The well documented capability of the brain to reorganize after tissue injury makes this relationship even more difficult to prove with the authors’ simplified approach. In addition, the known limitations of any retrospective analysis based on data from old and heterogeneously evaluated trials should prompt a more cautious interpretation of the results.
References
1. Daumer M, Neuhaus A, Morrissey S, Hintzen R, Ebers GC. MRI as an outcome in multiple sclerosis clinical trials. Neurology 2008 (e-pub ahead of print).
2. Sormani MP, Bruzzi P, Comi G, Filippi M. MRI metrics as surrogate markers for clinical relapse rate in relapsing-remitting MS patients. Neurology 2002;58:417-421.
3. Sormani MP, Bruzzi P, Beckmann K, et al. MRI metrics as surrogate endpoints for EDSS progression in SPMS patients treated with IFN beta-1b. Neurology 2003;60:1462-1466.
4. Sormani MP, Bonzano L, Roccatagliata L, Cutter GR, Mancardi GL, Bruzzi P. Magnetic resonance imaging as a potential surrogate for relapses in multiple sclerosis: a meta-analytic approach. Ann Neurol 2009;65:268-275.
5. Schach S, Scholz M, Wolinsky JS, Kappos L. Pooled historical MRI data as a basis for research in multiple sclerosis. A statistical evaluation. Mult Scler 2007;13:509-516.
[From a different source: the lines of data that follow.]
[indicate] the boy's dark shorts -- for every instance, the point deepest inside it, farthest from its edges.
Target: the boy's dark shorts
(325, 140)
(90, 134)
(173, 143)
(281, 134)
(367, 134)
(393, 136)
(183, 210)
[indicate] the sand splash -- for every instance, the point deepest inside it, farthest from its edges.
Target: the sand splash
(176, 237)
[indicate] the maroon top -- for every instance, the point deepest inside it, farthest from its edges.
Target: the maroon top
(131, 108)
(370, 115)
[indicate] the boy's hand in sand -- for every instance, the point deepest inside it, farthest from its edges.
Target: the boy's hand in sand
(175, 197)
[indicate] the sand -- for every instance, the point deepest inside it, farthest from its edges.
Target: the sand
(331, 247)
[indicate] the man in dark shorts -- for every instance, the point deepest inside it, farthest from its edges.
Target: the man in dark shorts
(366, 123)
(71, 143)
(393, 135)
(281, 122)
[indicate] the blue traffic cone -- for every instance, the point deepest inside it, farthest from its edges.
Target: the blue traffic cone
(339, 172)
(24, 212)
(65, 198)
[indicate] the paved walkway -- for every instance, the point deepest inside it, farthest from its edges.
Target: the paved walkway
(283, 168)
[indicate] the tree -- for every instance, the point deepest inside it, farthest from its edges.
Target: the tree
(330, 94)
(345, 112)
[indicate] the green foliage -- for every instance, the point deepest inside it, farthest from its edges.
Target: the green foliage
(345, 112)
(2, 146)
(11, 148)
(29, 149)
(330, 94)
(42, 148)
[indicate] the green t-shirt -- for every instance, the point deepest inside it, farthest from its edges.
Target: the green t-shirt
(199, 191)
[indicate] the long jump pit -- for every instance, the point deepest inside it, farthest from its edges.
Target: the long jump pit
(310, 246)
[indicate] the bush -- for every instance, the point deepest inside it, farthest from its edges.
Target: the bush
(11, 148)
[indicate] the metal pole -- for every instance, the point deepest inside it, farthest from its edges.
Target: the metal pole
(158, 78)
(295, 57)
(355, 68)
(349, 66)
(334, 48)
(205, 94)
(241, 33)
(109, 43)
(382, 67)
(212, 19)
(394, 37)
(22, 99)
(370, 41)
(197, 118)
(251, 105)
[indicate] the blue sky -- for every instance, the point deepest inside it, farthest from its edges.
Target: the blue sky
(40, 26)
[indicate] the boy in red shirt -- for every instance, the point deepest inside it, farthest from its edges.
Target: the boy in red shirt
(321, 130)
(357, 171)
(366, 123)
*The MAGNIMS Steering Commettee Chairs: F Barkhof (Amsterdam, The Netherlands) and X Montalban (Barcelona, Spain) Members: F Fazekas (Graz, Austria), J Frederiksen (Copenhagen, Denmark), L Kappos (Basel, Switzerland), DH Miller (London, United Kingdom), J Palace (Oxford, United Kingdom), CH Polman (Amsterdam, The Netherlands), MA Rocca (Milan, Italy), M Rovaris (Milan, Italy), A Rovira (Barcelona, Spain), T Yousry (London, United Kingdom)
Disclosures: Dr. M. Filippi has received honoraria for lectures and travel expenses, and consulting fees as an investigator in previous and current treatment trials from Teva, Merck-Serono, Bayer-Schering, Biogen-Dompè, and Genmab. Dr. Filippi reports 100% effort of his clinical practice on MRI procedures and has received fees from Teva, Merck-Serono, Bayer-Schering, Biogen-Dompè, and Genmab for consultation regarding performing MRIs. Dr M. Pia Sormani received honoraria for lectures and travel expenses, and consulting fees as Teva, Merck-Serono, Biogen-Idec, Actelion. Dr. N. De Stefano has received honoraria for lectures and travel expenses, and consulting fees as an investigator in previous and current treatment trials from Teva, Merck-Serono, Bayer-Schering and Biogen-Dompè.